Socialized Medicine – an Evolutionary Approach

Accountable care organizations.  Patient centered medical homes.  Episodes of care.

What do they have in common?

They each attempt to use payment incentives to encourage disparate practitioners to collaborate to achieve quality outcomes.

A common purpose

A common purpose

Socialized medicine is progress

The key word is collaborate.  Countless research indicates that when doctors work in teams, they achieve better results at lower costs.  It is this transition from doctor as solo practitioner to doctor as a member of a team that is the key challenge to reforming our health care delivery system.

This transition from solo craftsman to a member of a team is not new to the evolution of our economy.

It is how Karl Marx differentiated capitalism from the mercantilist economy that preceded it.  He called it the socialization of work.  It was this contradiction between the socialization of work and the private ownership of the means of production – capital –that was supposed to be resolved by the socialist revolution.

Karl Marx recognized that this socialization of work brought tremendous increases in productivity to the world economy.

The socialization of medical practice can improve the efficiency of health care delivery in the United States in the same way.  It can deliver better outcomes at a lower cost.

It is more than ironic that this feature of capitalism, the socialization of work, is criticized as if it is bringing this country closer to socialism.  If that is true, then the same critique could be leveled against Henry Ford’s assembly line.

Socialized medicine makes docs happy

There appears to be a key difference.  Marx argued that when the worker was separated from his own means of production he would be unhappy.  Marx called it alienation.  It was this alienation that would lead him or her to the path of the socialist revolution.

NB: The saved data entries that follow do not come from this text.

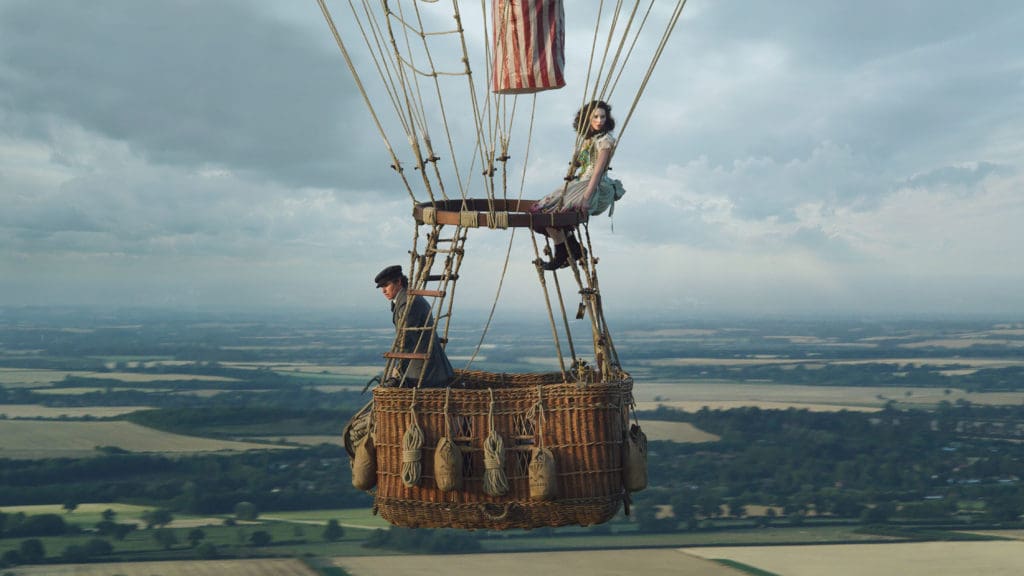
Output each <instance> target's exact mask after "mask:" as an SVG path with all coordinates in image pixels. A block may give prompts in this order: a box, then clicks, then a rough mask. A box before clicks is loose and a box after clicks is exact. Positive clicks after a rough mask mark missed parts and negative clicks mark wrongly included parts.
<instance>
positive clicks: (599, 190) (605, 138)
mask: <svg viewBox="0 0 1024 576" xmlns="http://www.w3.org/2000/svg"><path fill="white" fill-rule="evenodd" d="M614 147H615V138H614V137H612V136H611V134H609V133H607V132H602V133H600V134H598V135H597V136H596V137H594V138H592V139H590V140H585V141H584V146H583V148H582V149H581V150H580V154H579V156H577V163H578V164H579V165H580V173H579V175H577V176H575V177H574V178H573V179H571V180H569V181H568V182H567V183H566V184H564V186H560V187H558V189H557V190H555V191H554V192H552V193H551V194H549V195H548V196H545V197H544V198H542V199H541V200H538V201H537V204H535V205H534V211H535V212H544V213H551V212H567V211H569V210H574V209H577V208H578V207H579V206H581V205H583V203H584V200H585V198H586V196H587V188H588V187H590V180H591V177H592V176H593V175H594V161H596V160H597V157H598V154H599V153H600V152H601V151H603V150H608V151H611V152H612V153H613V152H614ZM609 161H610V158H609ZM624 194H626V190H625V189H623V182H621V181H618V180H616V179H614V178H609V177H608V172H607V168H605V170H604V171H603V172H602V174H601V179H600V180H599V181H598V186H597V190H595V191H594V194H593V195H592V196H591V199H590V210H589V213H590V215H591V216H596V215H597V214H600V213H601V212H604V211H605V210H608V209H609V208H610V210H608V215H609V216H610V215H611V214H612V213H613V212H614V211H615V201H616V200H618V199H620V198H622V197H623V195H624Z"/></svg>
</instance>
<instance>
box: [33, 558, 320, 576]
mask: <svg viewBox="0 0 1024 576" xmlns="http://www.w3.org/2000/svg"><path fill="white" fill-rule="evenodd" d="M13 573H14V574H17V576H23V575H25V576H111V575H112V574H119V575H121V576H157V575H159V576H316V572H314V571H312V570H310V569H309V568H306V566H305V565H303V564H302V563H301V562H299V561H297V560H291V559H260V560H208V561H179V562H125V563H111V564H57V565H53V566H31V567H25V568H22V567H19V568H18V569H17V571H16V572H13Z"/></svg>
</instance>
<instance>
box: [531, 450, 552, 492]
mask: <svg viewBox="0 0 1024 576" xmlns="http://www.w3.org/2000/svg"><path fill="white" fill-rule="evenodd" d="M555 474H556V472H555V455H554V454H552V453H551V450H549V449H547V448H534V451H532V457H531V458H530V460H529V497H530V498H531V499H534V500H554V499H555V497H556V496H557V493H558V483H557V480H558V479H557V478H555Z"/></svg>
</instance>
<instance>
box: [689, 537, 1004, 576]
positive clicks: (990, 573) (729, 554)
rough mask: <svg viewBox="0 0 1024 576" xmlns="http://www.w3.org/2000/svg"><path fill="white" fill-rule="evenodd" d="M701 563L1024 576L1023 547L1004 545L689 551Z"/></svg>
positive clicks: (743, 547)
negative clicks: (1023, 574)
mask: <svg viewBox="0 0 1024 576" xmlns="http://www.w3.org/2000/svg"><path fill="white" fill-rule="evenodd" d="M684 551H686V552H687V553H689V554H692V556H693V557H696V558H702V559H727V560H731V561H734V562H740V563H742V564H745V565H748V566H753V567H756V568H760V569H761V570H766V571H768V572H774V573H775V574H784V575H785V576H820V575H821V574H828V575H829V576H862V575H864V574H870V575H871V576H916V575H922V576H944V575H950V576H953V575H955V576H961V575H968V574H972V575H973V574H984V575H985V576H1020V574H1022V573H1024V545H1021V543H1020V542H1019V541H1004V542H997V541H993V542H912V543H904V542H901V543H897V544H835V545H834V544H828V545H816V546H735V547H709V548H684Z"/></svg>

Doctors are not happy campers now.  The Washington Post reported on a survey of 119 clinics in which one-third were unhappy enough that they were likely to leave their jobs within the next two years.

But when doctors are working in a “medical home” they “turn frustration into excitement”.

The transition from piecework to team work is the key.  It is a transition away from a revenue focus to a focus on health outcomes.

Evolution as Revolution

Revolutions are not always sudden, violent and disruptive.  Revolutions can evolve.

The Patient Protection and Affordable Care Act provides for numerous pilot programs to encourage the development of patient centered medical homes, accountable care organizations, and the use of episodes of care.  These are not drastic measures.

They are intended to stir the pot to simulate the evolution of a more accountable, patient centered focus on health care outcomes.  The key ingredient in all of them is collaboration – the socialization of health care work.

If they succeed they will have achieved a revolution.